Wystarczy wspomnieć, że miejsce katastrofy przez długi czas pozostawiono niezabezpieczone, co znacznie odbiega od normy postępowania w tego typu sprawach. Na Zachodzie byłoby ono ogrodzone i strzeżone. Wrak byłby zabezpieczony przed działaniem czynników atmosferycznych. Tam natomiast wrak po prostu niszczał pod wpływem czynników pogodowych, co również jest złamaniem reguł obowiązujących w śledztwach dotyczących katastrof lotniczych. Nie wiemy także, dlaczego czarne skrzynki wciąż są w rękach Rosjan.
Sugeruje pan, że Rosjanie próbują coś ukryć?
Nie oskarżam ani Rosji, ani rządu Tuska. Mówię jedynie, że w dzisiejszym świecie nie tylko polscy obywatele, ale również mieszkańcy innych państw mają prawo wiedzieć, co się tam stało. Moim zdaniem dotychczasowe śledztwo nie jest transparentne i nie stwarza wrażenia, że zrobiono wszystko, aby dokładnie wyjaśnić przyczyny katastrofy. A przecież pod Smoleńskiem rozbił się samolot, na którego pokładzie był prezydent oraz wielu ważnych przywódców politycznych, wojskowych czy kościelnych.
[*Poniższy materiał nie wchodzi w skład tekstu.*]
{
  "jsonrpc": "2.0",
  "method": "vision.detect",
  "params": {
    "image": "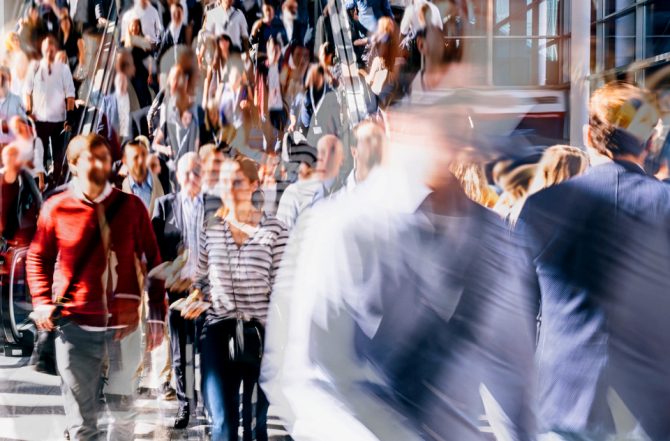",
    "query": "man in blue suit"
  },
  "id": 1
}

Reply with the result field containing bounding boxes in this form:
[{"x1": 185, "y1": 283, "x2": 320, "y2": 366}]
[{"x1": 519, "y1": 83, "x2": 670, "y2": 440}]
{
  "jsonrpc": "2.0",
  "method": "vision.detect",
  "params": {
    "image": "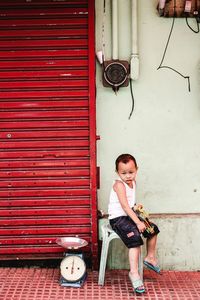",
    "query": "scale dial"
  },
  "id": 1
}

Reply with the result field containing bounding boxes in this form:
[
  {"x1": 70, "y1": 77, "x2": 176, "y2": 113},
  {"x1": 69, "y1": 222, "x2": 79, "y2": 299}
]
[{"x1": 60, "y1": 255, "x2": 86, "y2": 282}]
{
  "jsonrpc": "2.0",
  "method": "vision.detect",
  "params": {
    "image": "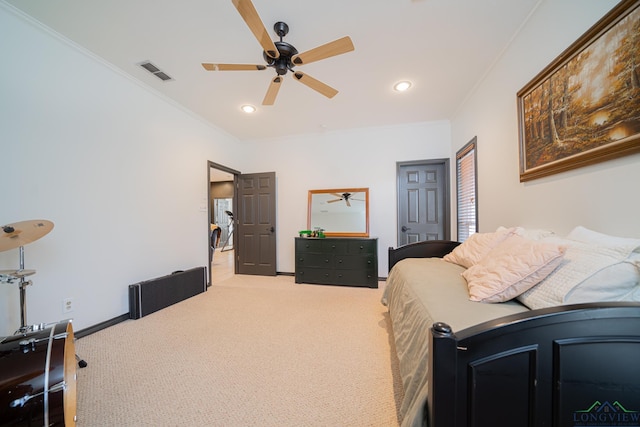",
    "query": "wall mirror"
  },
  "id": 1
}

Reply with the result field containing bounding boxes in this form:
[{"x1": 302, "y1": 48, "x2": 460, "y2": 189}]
[{"x1": 307, "y1": 188, "x2": 369, "y2": 237}]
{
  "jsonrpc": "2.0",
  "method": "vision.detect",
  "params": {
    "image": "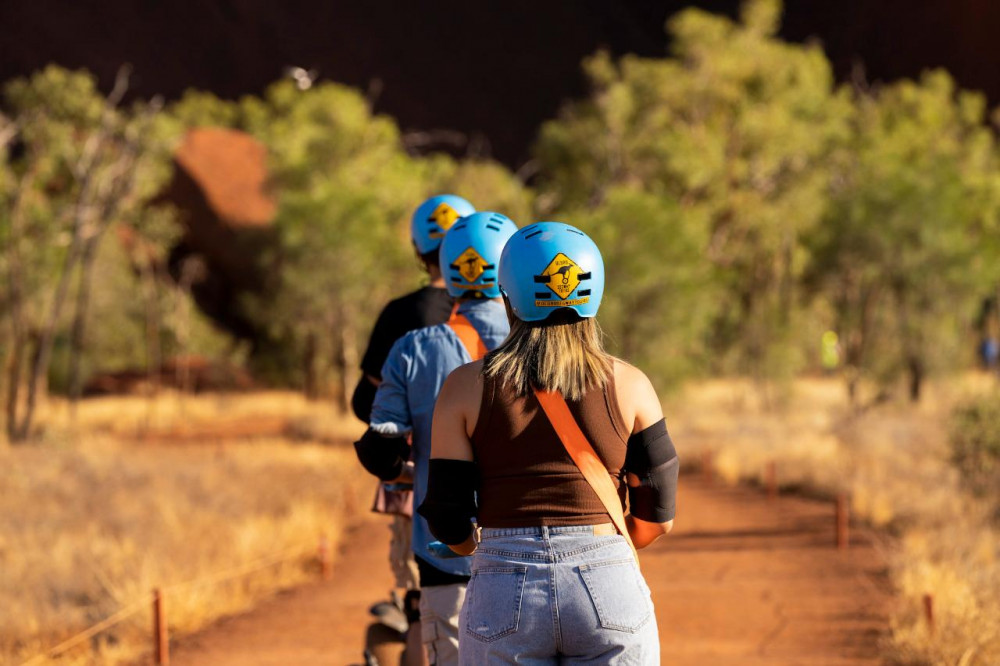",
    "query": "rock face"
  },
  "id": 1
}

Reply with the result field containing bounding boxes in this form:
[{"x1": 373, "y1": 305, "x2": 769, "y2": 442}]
[{"x1": 162, "y1": 128, "x2": 276, "y2": 340}]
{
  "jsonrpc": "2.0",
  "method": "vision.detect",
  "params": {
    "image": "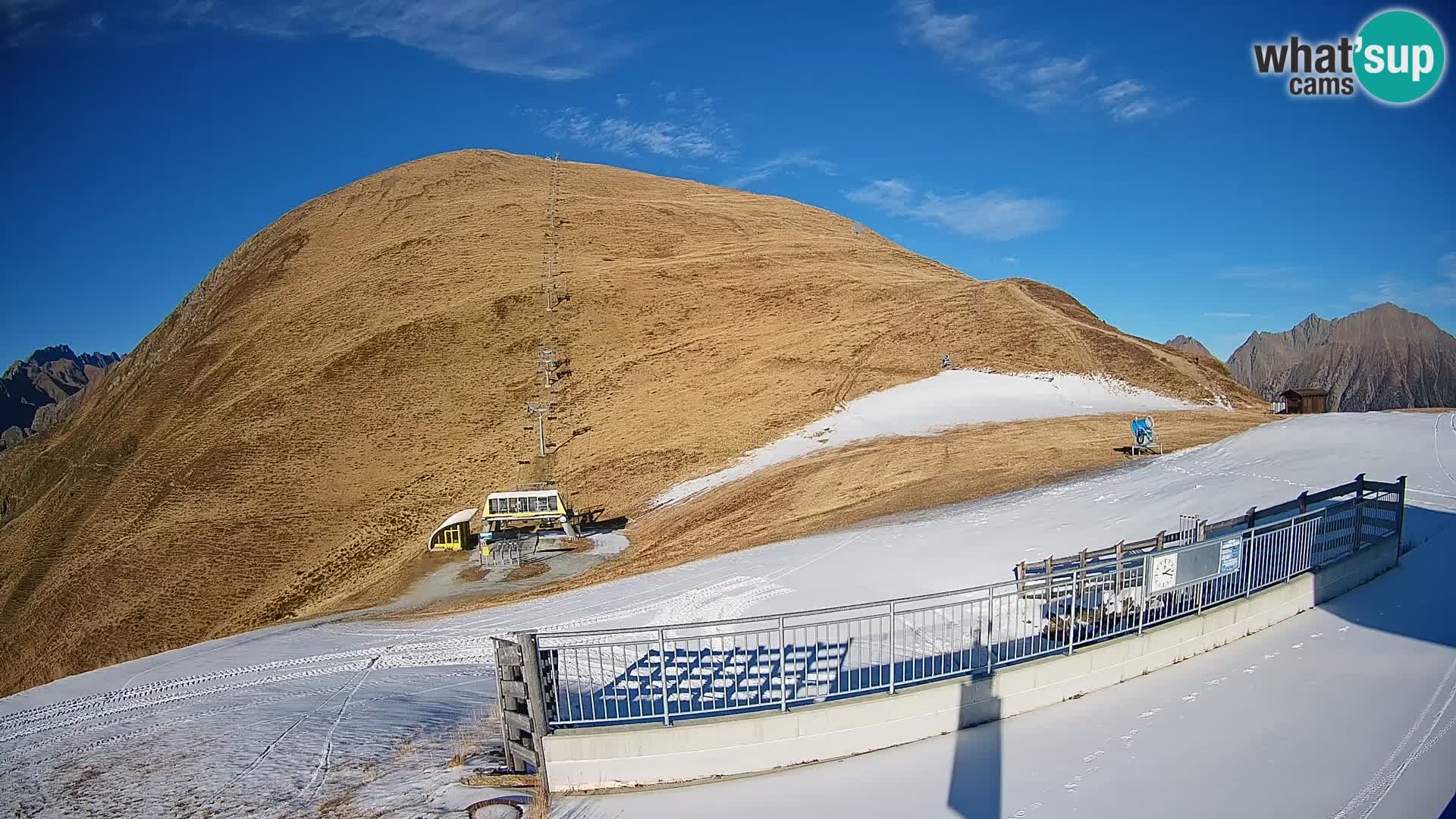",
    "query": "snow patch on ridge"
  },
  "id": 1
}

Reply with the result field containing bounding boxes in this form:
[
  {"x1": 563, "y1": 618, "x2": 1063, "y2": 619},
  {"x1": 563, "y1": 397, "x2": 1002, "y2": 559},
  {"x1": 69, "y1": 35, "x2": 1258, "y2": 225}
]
[{"x1": 651, "y1": 370, "x2": 1200, "y2": 507}]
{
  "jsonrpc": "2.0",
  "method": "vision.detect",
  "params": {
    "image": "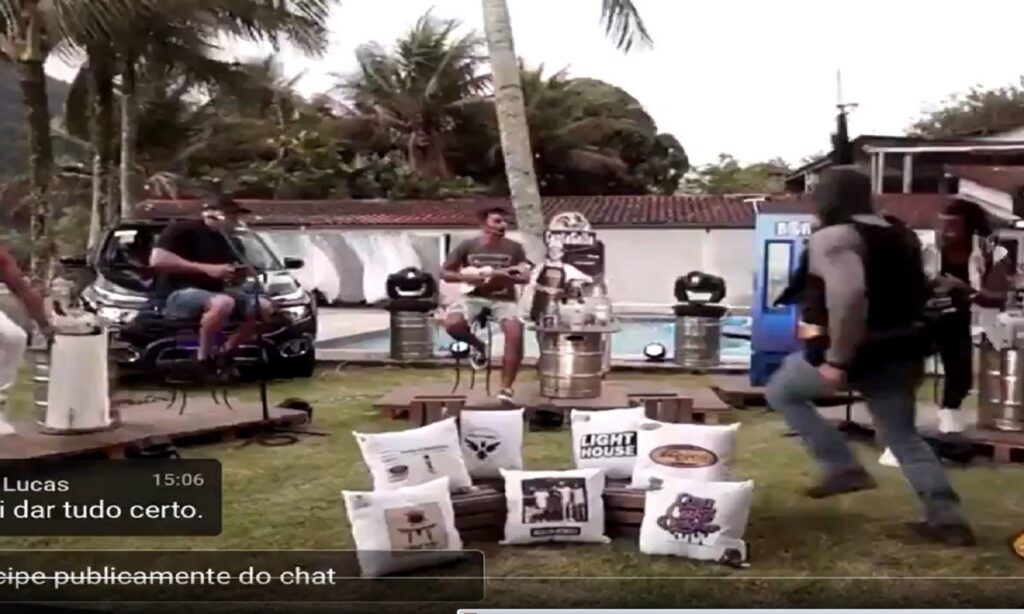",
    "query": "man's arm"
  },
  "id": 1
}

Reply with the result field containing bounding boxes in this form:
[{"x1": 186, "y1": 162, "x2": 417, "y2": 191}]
[
  {"x1": 0, "y1": 248, "x2": 50, "y2": 331},
  {"x1": 150, "y1": 222, "x2": 218, "y2": 275},
  {"x1": 808, "y1": 226, "x2": 867, "y2": 369},
  {"x1": 441, "y1": 242, "x2": 480, "y2": 283},
  {"x1": 510, "y1": 244, "x2": 534, "y2": 284},
  {"x1": 150, "y1": 248, "x2": 215, "y2": 274}
]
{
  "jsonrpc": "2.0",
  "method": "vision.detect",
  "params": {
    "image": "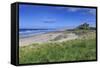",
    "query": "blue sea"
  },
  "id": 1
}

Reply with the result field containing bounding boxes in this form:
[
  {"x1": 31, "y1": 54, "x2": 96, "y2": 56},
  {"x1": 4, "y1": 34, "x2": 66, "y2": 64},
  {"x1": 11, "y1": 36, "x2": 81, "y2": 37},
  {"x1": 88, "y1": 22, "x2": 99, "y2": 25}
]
[{"x1": 19, "y1": 29, "x2": 56, "y2": 38}]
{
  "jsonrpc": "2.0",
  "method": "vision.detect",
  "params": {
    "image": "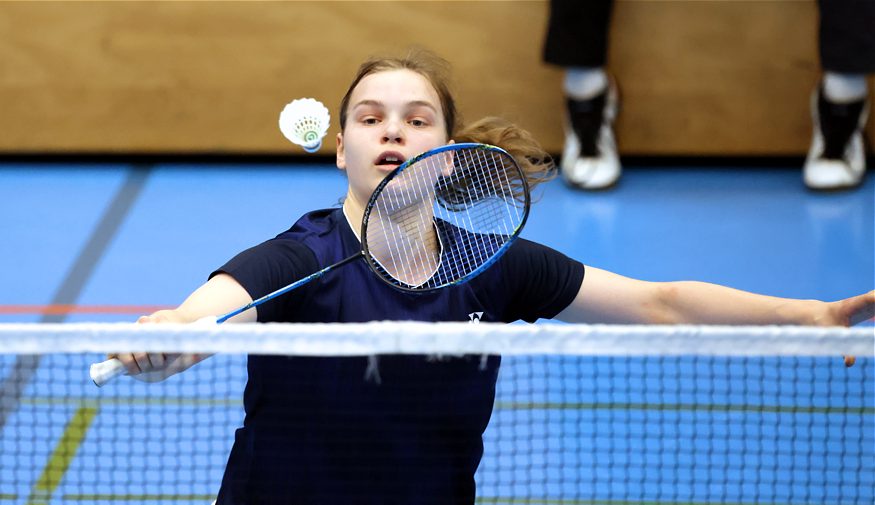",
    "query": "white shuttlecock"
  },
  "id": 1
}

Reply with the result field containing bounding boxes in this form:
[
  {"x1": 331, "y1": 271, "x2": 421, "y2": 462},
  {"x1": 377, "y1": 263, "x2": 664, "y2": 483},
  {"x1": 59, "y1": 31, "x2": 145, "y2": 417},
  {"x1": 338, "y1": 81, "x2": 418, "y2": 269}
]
[{"x1": 280, "y1": 98, "x2": 331, "y2": 153}]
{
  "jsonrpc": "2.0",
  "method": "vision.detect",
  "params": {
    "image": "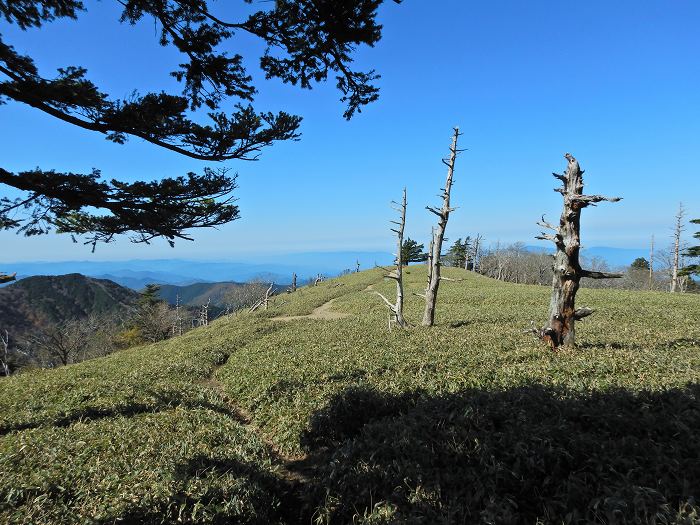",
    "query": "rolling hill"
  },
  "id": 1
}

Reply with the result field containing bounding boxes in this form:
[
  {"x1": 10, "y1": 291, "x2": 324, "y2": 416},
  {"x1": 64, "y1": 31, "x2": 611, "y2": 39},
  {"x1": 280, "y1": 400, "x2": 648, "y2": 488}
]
[
  {"x1": 0, "y1": 273, "x2": 138, "y2": 339},
  {"x1": 158, "y1": 282, "x2": 288, "y2": 307},
  {"x1": 0, "y1": 266, "x2": 700, "y2": 525}
]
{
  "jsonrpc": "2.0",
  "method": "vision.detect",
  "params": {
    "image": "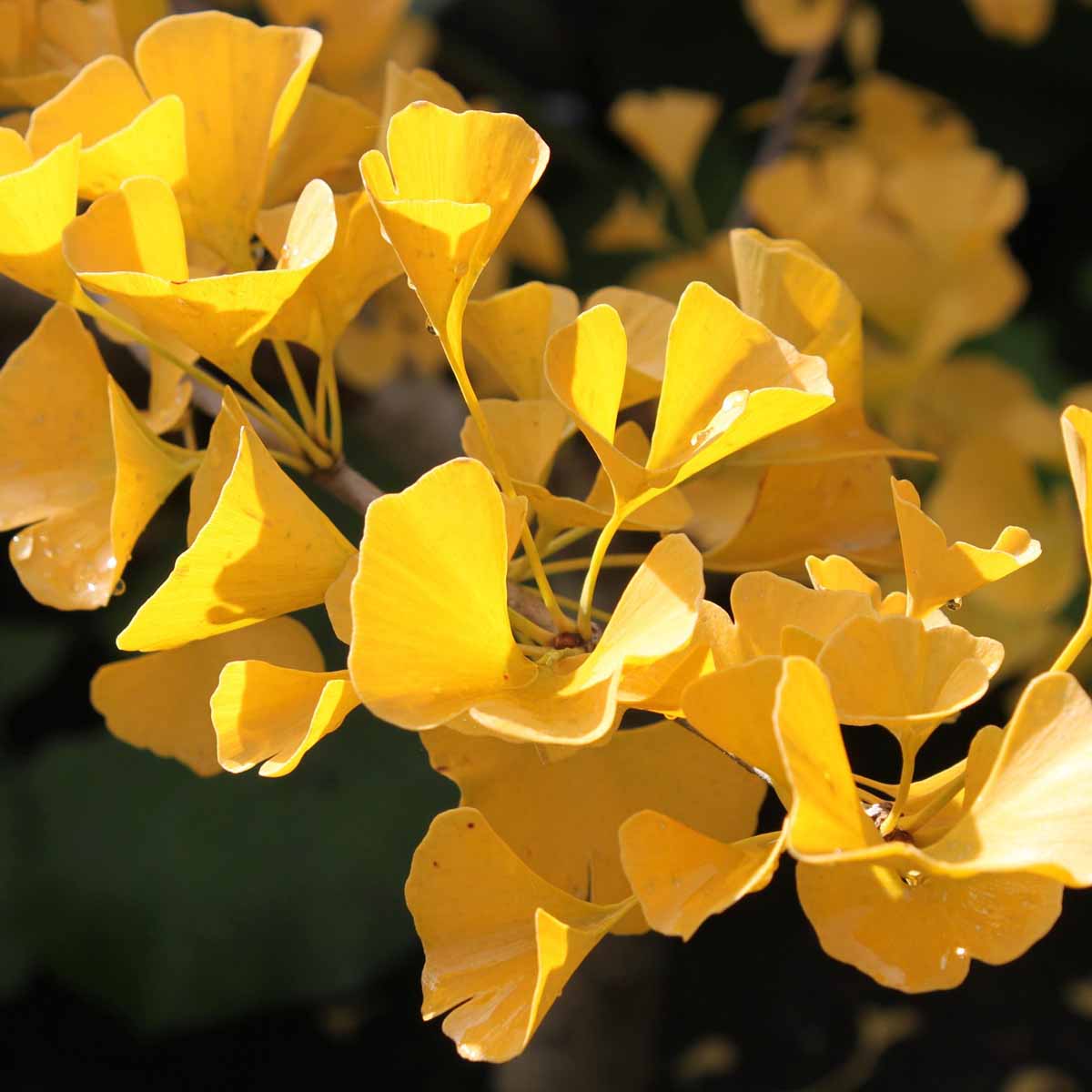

Jedno z pytań brzmi więc też: dlaczego wszyscy lecieli jednym samolotem?
A nie sądzi pan, że proszenie Stanów Zjednoczonych, by pomogły w wyjaśnieniu tej sprawy, podważa zaufanie do instytucji polskiego państwa? Rzecznik rządu Paweł Graś wizytę Anny Fotygi i Antoniego Macierewicza w Waszyngtonie uważa wręcz za działanie bliskie zdradzie.
To raczej sposób prowadzenia śledztwa podważa zdrowy rozsądek i jeśli ktoś chciałby przerzucać się epitetami, to tutaj mógłby doszukiwać się zdrady. Uważam, że Anna Fotyga i Antoni Macierewicz mają pełne prawo zwracać się o powołanie międzynarodowej komisji, która ustaliłaby, co się naprawdę stało. Zwłaszcza że reprezentują dziesiątki tysięcy Polaków, którzy chcą poznać odpowiedzi na swoje pytania. Absolutnie nie zgodziłbym się ze stwierdzeniem, że ta wizyta podważa zaufanie do polskich instytucji. Wręcz przeciwnie – pokazuje, że Polska jest już dojrzałą demokracją. Dla polskiego rządu zewnętrzna komisja mogłaby być pomocna w sprawdzeniu, czy w tej sprawie nikt nic nie ukrywa.